Blueprint Blues

Blueprint Blues

You walk into a large, bright kitchen with a wooden floor. Mind you the floor is not quite level anymore after providing support for a family with five children, all boys, who worked on their father’s farm and tramped in and out, over a century ago. And then there was the newlywed couple who came upon the house when the market was just right to buy it at a low price, but could not afford to renovate. Yet the atmosphere is just right, precisely because there has been so much life, so much labor and so much love in this home.

Well-intentioned Uncle Lee uses every opportunity to convince you to build a new house. His arguments are solid, as solid as newly assembled frame, “and you’d be surprised”, says he, “it would not necessarily cost you that much more for the peace of mind a reliable building might provide”. You are not convinced.

True, building from scratch can be exciting. After all, you’ll get exactly what you want, down to every detail of every corner. It is a bit like planting a minuscule seed and watching in awe as it evolves into a strong, stately tree, but the tree is doing all the work, you are merely an observer. Designing and building a house requires effort from your entire being; it is both exhilarating and exhausting, just like I suspect it might be for the tree, assuming it has awareness of the process.

So, should you build or buy? Should you buy new or opt for the century-old farmhouse? Are you the sort of person who sees a room in a friend’s house and immediately knows how you would give it new life? Does this sort of creative “ha-ha!” make you soar? Then perhaps you are also the type of person who likes to start with more than a blueprint.
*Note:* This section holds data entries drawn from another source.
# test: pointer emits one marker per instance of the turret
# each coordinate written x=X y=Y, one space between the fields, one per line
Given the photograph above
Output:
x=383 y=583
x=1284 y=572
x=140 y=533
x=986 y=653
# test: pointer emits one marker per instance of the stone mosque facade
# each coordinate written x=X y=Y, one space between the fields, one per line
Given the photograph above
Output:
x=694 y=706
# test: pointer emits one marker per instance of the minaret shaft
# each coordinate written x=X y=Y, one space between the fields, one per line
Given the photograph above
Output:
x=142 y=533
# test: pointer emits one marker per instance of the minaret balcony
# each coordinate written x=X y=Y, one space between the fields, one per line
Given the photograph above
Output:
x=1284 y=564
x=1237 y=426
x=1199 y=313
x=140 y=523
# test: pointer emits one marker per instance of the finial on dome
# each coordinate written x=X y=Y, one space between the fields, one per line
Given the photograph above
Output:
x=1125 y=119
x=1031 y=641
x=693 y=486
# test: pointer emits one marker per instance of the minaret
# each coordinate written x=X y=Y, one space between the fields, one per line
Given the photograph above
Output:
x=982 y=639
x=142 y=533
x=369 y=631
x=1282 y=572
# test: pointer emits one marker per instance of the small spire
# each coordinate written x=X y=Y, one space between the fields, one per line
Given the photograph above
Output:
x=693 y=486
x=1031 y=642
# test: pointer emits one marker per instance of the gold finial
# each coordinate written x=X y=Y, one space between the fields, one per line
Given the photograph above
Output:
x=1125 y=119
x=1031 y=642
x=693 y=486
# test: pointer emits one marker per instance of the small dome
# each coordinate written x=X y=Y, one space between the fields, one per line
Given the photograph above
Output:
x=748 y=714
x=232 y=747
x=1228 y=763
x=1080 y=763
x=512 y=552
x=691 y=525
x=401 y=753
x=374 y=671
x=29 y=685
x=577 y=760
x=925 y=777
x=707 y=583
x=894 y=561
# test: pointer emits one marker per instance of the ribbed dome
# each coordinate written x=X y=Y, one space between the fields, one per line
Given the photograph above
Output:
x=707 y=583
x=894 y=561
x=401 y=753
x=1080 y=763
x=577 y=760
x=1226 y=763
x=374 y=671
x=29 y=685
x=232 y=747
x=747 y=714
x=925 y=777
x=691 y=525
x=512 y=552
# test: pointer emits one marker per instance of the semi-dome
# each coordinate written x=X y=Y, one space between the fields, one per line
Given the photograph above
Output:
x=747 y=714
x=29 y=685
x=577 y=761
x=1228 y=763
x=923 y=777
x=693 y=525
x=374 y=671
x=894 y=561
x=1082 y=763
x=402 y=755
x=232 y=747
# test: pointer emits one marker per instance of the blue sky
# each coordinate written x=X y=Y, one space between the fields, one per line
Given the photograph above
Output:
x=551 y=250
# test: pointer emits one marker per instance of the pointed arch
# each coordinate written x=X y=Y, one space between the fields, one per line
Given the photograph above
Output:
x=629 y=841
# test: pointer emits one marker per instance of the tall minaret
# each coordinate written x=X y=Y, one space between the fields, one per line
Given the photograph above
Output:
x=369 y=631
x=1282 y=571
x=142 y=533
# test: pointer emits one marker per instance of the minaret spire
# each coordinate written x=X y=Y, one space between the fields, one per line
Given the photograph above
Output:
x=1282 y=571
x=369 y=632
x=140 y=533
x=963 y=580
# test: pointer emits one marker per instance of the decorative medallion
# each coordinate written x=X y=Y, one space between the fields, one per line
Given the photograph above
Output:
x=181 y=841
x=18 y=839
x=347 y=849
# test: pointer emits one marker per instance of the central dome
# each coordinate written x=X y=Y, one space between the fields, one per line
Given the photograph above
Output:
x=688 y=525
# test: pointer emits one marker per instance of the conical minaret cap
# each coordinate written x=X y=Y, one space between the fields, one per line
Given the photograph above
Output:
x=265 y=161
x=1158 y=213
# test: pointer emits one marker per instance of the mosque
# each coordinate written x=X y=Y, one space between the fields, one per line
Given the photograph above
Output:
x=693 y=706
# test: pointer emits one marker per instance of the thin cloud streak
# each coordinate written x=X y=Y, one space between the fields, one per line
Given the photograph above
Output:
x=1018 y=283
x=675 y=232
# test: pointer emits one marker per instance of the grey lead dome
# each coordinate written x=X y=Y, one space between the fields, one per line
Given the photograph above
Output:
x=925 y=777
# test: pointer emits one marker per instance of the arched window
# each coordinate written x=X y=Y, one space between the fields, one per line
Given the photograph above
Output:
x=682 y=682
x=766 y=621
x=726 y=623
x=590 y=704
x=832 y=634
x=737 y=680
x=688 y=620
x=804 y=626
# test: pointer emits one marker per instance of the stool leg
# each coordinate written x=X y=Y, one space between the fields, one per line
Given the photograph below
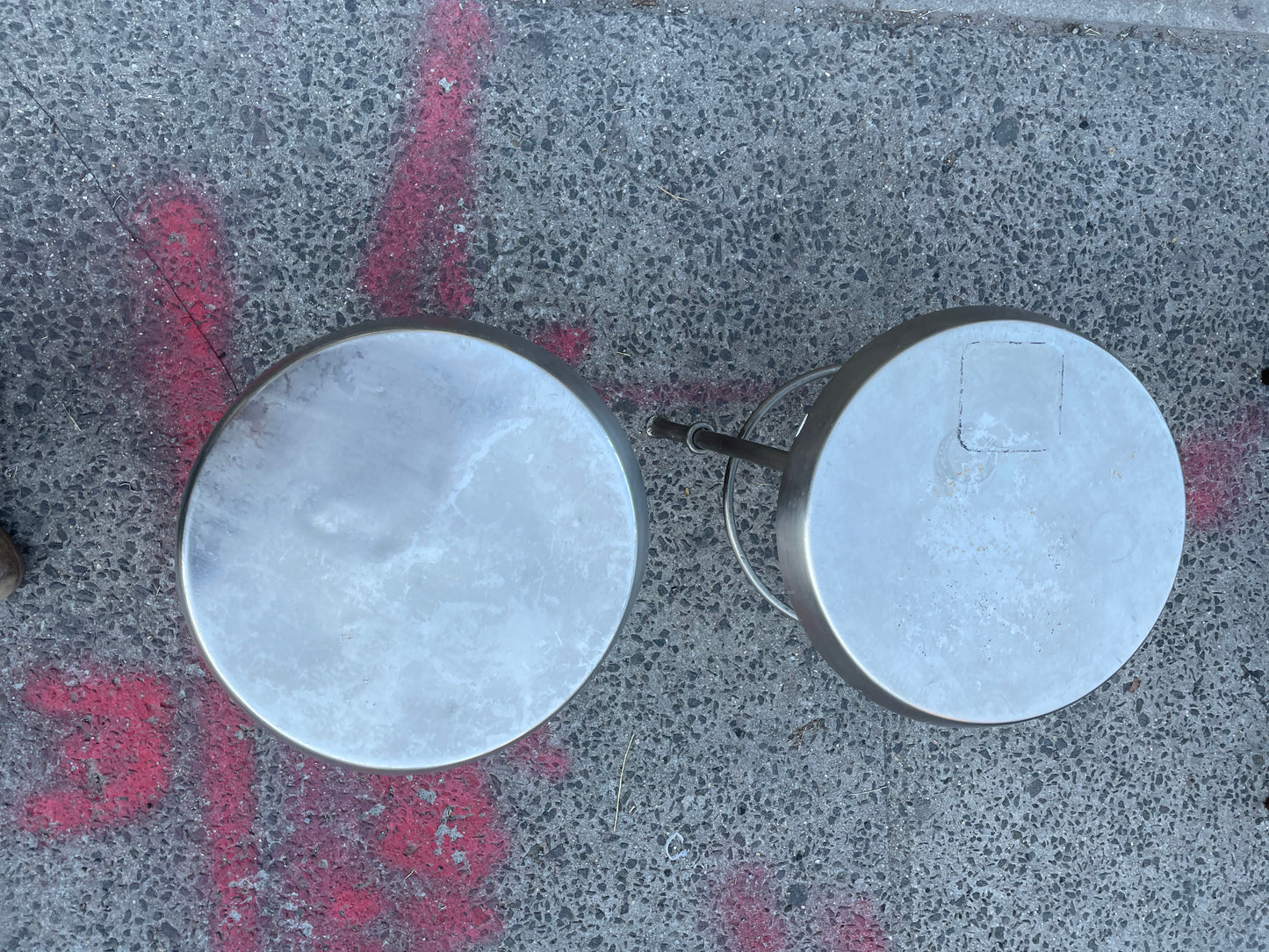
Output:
x=699 y=438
You need first-hand experience with a space in order to allow it to evolve in the direction of your vision.

You see, the difficulty is not so much identifying whether to build or buy, but rather figuring out whether you are a builder or a buyer. Either way, you must start with a blueprint; the blueprint of you. Do not consider the final project only; consider your lifestyle and creative style. What sort of time and energy are you able to put in this effort? Enough to start from scratch? When do you feel that sensation of being so in tune with your vision that you could soar through it effortlessly? When you talk about building from scratch or when you walk through an existing house?

Ha! Yes. These core feelings will lead you to the very core of your project.